SASKATOON -- Xianming Zhao says he experienced racism from a cashier at a Saskatoon grocery store in the early stages of the COVID-19 pandemic.

“I was checking out and after that I paid and I needed to get the receipt. So (the cashier) gave me the receipt, not facing me but turning her back against me and then give the receipt to me in this way. She didn’t do this to other customers,” he told CTV News.

Zhao said he was disappointed by what happened.

“I don’t think people should treat other people that way. Show our love, our respect but not hate.”

He and others in the Chinese community have reported an increase in these types of interactions during the pandemic — a virus first reported in Wuhan, China late last year.

Zhao moved to Saskatoon from China five years ago for school. He said his experience living here has been mostly positive, aside from a few recent interactions during COVID-19.

“People have this misunderstanding that we Chinese carry the virus and spread it to the world, which is not the case,” Zhao said.

Kerry Bowman, a bioethicist and professor at the University of Toronto, said this is a problem across Canada. He was a frontline healthcare worker during the SARS outbreak in Toronto in the early 2000s and said he saw similar things happen then as well.

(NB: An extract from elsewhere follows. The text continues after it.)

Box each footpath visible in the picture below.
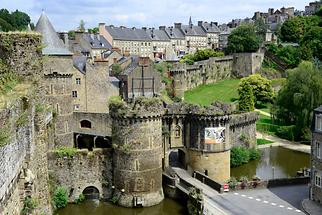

“If I look at the scale of problems we're facing globally and nationally, it's so huge. It's hard to imagine people still have time for something as petty as that. But that is the reality. And you know, these things they go underground but they come right back up again in a lot of ways and that's why we have to stand up to it every single time,” he said.

A poll released in April found that acts of racism related to COVID-19 against people of Asian heritage is spreading in Canada’s largest cities.

It found that one out of five people surveyed in Toronto, Vancouver and Montreal do not think it’s safe to sit next to an Asian or Chinese person on a bus if they do not have a mask.

Last month in Calgary, the Chinese consulate was vandalized. A hateful message related to COVID-19 was written on the outer walls of the office of the consulate general of the People’s Republic of China. Officials said that was the second time in a week that the building was targeted.

Justin Zhong, who has lived in Saskatoon for more than 20 years, is organizing a march this weekend in Saskatoon to address these concerns and put an end to anti-Asian racism in the city.

It comes after a 15-year-old Chinese boy was allegedly attacked by a 40-year-old man in a park last month. The father of the boy told CTV News that the man had chased his son, yelled racial slurs at him, then pushed him off his bike.

"We feel it is time to stand up to get message out that we, Chinese, we are not the virus. We are victims like the rest of the world. So we think we should fight united, fighting the coronavirus together, not attack each other,” he said.

Zhong said he hasn’t had any first-hand experiences with this during COVID-19 but has heard from friends who have.

“One of my friends, he posted an ad on Kijiji trying to sell something, but because of the contact indicating that he is Chinese, he got some replies saying ‘ugly Chinese,’ ‘Chinese virus,’ stuff that that. So, he was shocked,” he said.

Zhong hopes the march will help put an end to this in Saskatoon.

Zhao will be helping out, saying it’s a good opportunity for the Chinese community to share their stories.

“To be a part of the society, we have to speak up. We have to tell people what we really feel, what we really experience.”

The organizers said the march will begin at the entrance to Kinsmen Park, by the Nutrien Playground, on Sunday at 2 p.m. before heading downtown and past City Hall.

Participants will be required to wear a mask and keep a two metre distance from each other.